Scikit-Learn estimators assign reasonable default values to hyperparameters in their constructors. This facilitates prototyping work, where the goal is to establish the structure of a pipeline by quickly adding or modifying steps. However, the default configuration is hardly ever the optimal one.

There is no analytic procedure for determining the best configuration from scratch, or even comparing two configurations goodness-wise. In practice, the most common way of finding a good configuration is to generate many configurations, and rank them on the basis of their predictive performance on a testing dataset.

The Model Selection module provides meta-estimators and utility functions for developing robust solutions in this area.

In brief, a data scientist defines the template pipeline and the associated hyperparameter space. The latter is a mapping between parameter names and parameter value ranges (a list of preselected values, or a distribution function). If the dimensionality of the hyperparameter space is low, and the gradation of all individual dimensions is directly enumerable, then it is possible to perform exhaustive search using the GridSearchCV meta-estimator. In all other cases, it is possible to perform random sampling using the RandomizedSearchCV meta-estimator.

Single estimator (aka local) tuning

If the pipeline contains just one tuneable estimator, then the tuning work should be performed locally, by wrapping this estimator in its current place into a search meta-estimator:

from sklearn_pandas import DataFrameMapper
from sklearn.linear_model import LogisticRegression
from sklearn.model_selection import GridSearchCV
from sklearn.preprocessing import LabelBinarizer, StandardScaler
from sklearn2pmml import sklearn2pmml
from sklearn2pmml.decoration import CategoricalDomain, ContinuousDomain
from sklearn2pmml.pipeline import PMMLPipeline

mapper = DataFrameMapper(
  [(cat_column, [CategoricalDomain(), LabelBinarizer()]) for cat_column in cat_columns] +
  [([cont_column], [ContinuousDomain(), StandardScaler()]) for cont_column in cont_columns]
)

classifier = LogisticRegression(multi_class = "ovr", penalty = "elasticnet", solver = "saga", max_iter = 1000)

param_grid = {
  "l1_ratio" : [0.7, 0.8, 0.9]
}

pipeline = PMMLPipeline([
  ("mapper", mapper),
  ("classifier", GridSearchCV(estimator = classifier, param_grid = param_grid))
])
pipeline.fit(df_X, df_y)
pipeline.verify(df_X.sample(n = 5))

sklearn2pmml(pipeline, "GridSearchAudit.pmml")

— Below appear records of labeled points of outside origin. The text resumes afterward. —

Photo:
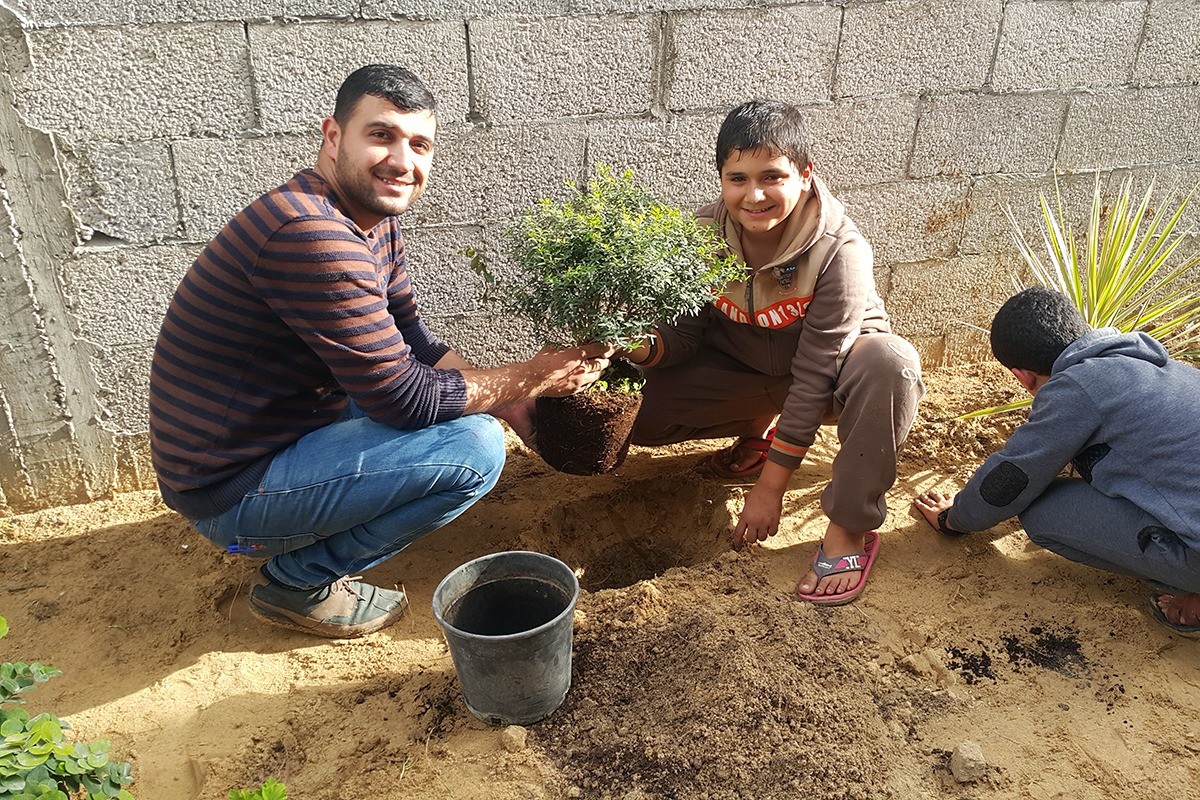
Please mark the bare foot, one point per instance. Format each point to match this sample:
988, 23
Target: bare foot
838, 542
1181, 609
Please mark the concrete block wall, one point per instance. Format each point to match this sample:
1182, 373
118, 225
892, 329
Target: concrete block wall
132, 130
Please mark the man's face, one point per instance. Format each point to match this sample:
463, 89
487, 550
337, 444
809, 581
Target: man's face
761, 188
382, 158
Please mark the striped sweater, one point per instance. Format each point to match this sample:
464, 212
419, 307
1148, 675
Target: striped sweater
288, 312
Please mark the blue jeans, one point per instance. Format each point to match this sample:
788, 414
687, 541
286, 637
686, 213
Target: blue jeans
347, 497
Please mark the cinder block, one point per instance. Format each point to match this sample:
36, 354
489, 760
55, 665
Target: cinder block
121, 294
1123, 128
936, 296
495, 173
299, 66
219, 178
673, 158
910, 221
1062, 44
720, 58
563, 66
124, 376
918, 44
124, 191
133, 468
1171, 182
46, 13
445, 284
856, 143
977, 134
138, 82
1170, 52
486, 341
471, 8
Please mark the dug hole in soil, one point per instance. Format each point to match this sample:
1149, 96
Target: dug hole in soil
696, 674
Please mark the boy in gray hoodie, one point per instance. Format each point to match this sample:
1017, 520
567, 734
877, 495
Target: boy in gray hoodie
1127, 419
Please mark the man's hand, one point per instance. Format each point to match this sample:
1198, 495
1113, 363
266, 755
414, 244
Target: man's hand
760, 515
551, 373
931, 504
569, 371
521, 419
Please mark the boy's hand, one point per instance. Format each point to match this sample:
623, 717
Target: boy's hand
930, 504
763, 506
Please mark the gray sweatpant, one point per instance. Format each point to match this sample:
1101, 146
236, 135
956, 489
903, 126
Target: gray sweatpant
713, 395
1074, 521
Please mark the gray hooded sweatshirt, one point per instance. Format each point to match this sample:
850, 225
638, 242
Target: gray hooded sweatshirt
1123, 414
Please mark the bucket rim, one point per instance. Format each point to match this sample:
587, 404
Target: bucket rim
507, 637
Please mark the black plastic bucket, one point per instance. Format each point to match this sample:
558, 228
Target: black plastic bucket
508, 619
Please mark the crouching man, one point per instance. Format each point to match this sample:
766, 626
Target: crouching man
300, 409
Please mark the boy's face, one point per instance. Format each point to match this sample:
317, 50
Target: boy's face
761, 188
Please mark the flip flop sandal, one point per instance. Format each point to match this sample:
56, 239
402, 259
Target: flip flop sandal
720, 463
1191, 631
826, 566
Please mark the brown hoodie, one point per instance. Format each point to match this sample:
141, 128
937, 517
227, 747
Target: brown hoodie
799, 313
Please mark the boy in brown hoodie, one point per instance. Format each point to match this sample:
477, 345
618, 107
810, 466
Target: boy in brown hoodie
803, 337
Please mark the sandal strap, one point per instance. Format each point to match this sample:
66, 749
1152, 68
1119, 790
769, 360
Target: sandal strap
825, 566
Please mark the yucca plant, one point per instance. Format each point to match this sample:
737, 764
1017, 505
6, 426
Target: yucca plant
1125, 274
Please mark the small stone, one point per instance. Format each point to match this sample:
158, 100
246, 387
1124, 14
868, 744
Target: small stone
514, 738
967, 764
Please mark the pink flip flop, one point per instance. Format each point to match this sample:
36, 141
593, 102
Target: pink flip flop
853, 563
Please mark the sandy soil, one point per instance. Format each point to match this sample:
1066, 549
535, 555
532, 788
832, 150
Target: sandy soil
696, 674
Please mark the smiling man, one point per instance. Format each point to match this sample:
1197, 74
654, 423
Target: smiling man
802, 337
300, 409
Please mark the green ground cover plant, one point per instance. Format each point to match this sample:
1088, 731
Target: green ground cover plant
1127, 270
36, 759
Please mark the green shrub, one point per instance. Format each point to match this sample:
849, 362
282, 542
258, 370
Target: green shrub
1126, 269
36, 762
610, 263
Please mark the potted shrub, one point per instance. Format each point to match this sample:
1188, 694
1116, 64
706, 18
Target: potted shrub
605, 265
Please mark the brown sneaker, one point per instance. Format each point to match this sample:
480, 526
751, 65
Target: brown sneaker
343, 609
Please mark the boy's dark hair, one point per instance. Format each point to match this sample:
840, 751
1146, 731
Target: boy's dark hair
394, 83
763, 124
1033, 328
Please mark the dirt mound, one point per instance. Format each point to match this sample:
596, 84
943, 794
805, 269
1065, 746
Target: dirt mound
791, 708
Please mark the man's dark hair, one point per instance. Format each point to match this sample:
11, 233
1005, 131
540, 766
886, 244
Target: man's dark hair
394, 83
1033, 328
763, 124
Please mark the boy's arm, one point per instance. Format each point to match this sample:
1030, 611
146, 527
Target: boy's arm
1061, 425
669, 344
834, 319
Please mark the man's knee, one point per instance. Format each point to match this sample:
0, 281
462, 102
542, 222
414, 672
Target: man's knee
486, 451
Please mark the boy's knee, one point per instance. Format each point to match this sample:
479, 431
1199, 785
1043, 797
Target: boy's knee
883, 356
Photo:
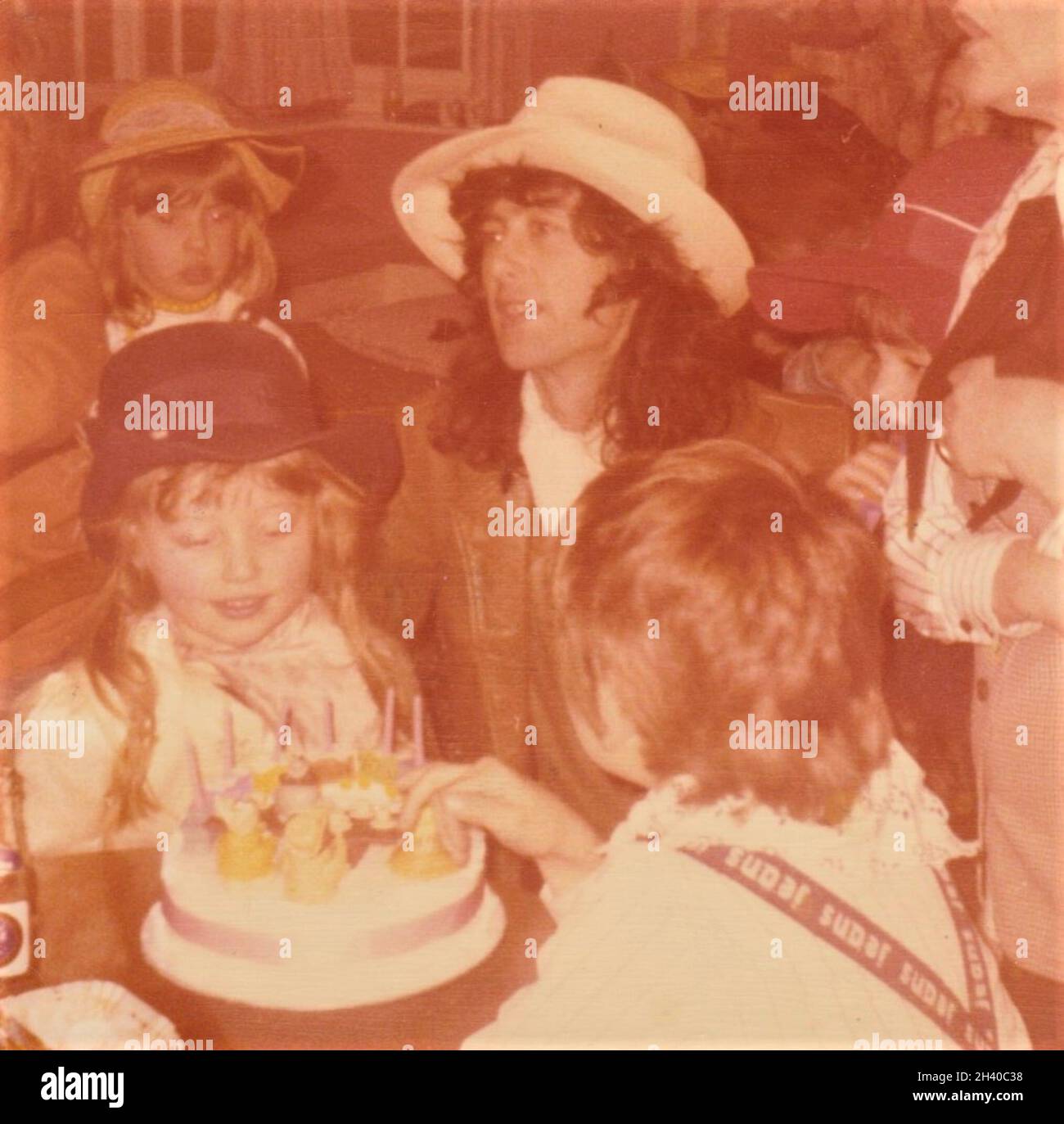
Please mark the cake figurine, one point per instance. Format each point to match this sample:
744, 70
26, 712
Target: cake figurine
313, 858
422, 855
246, 850
297, 790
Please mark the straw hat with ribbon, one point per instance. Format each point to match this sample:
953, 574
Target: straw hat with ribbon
165, 115
617, 141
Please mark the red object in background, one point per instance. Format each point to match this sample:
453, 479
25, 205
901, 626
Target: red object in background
916, 256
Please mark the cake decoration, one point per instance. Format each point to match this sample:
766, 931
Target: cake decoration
422, 856
246, 850
315, 855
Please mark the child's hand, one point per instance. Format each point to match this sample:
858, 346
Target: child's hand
523, 815
867, 475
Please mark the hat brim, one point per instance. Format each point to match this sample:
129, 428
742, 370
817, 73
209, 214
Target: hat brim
702, 231
171, 139
342, 445
254, 153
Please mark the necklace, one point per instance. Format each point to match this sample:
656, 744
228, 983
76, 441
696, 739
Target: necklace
199, 306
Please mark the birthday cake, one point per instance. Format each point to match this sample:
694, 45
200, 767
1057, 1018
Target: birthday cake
302, 894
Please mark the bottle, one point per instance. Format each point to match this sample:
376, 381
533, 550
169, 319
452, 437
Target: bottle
15, 889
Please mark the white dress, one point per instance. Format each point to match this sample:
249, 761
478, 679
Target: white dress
656, 950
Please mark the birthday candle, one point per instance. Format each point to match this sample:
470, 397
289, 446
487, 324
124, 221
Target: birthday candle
418, 732
201, 799
390, 720
231, 744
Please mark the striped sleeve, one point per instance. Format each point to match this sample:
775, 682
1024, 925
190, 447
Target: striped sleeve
944, 576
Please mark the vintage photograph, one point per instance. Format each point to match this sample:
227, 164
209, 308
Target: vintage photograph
532, 525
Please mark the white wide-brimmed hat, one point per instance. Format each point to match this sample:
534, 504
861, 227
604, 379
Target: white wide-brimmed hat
617, 141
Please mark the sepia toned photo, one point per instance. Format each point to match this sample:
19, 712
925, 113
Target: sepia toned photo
532, 525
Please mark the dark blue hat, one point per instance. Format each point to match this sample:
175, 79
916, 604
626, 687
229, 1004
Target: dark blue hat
226, 392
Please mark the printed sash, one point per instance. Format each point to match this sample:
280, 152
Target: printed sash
850, 932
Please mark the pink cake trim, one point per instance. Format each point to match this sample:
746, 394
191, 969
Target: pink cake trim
385, 942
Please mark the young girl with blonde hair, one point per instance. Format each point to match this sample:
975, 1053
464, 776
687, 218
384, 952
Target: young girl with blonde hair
174, 207
229, 611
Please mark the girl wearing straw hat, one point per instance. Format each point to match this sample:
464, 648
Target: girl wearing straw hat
175, 204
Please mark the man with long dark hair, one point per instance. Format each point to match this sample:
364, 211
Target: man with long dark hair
603, 278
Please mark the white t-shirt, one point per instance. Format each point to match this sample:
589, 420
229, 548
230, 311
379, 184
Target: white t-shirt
656, 949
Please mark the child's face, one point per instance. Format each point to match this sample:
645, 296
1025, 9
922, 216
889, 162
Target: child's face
186, 254
228, 572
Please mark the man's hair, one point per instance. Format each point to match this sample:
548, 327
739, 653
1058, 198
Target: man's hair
681, 353
768, 599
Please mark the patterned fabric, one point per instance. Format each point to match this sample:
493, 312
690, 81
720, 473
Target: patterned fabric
944, 580
696, 951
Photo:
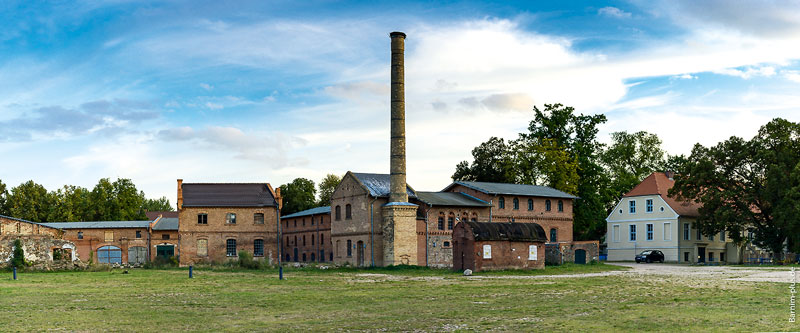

Both GridSearchCV and RandomizedSearchCV meta-estimators split the original dataset into training and validation subsets. As a result, the fit method of the tuneable estimator is exposed to less data records than the fit methods of all the other estimators in the pipeline. For example, in the above Python code, the LogisticRegression.fit(X, y) method is called with roughly 80% of data records (the training subset of the original dataset), whereas LabelBinarizer.fit(X) and StandardScaler.fit(X) methods are called with 100% of data records (full original dataset). Data scientists may want to compensate for this effect, especially when working with smaller and more heterogeneous datasets.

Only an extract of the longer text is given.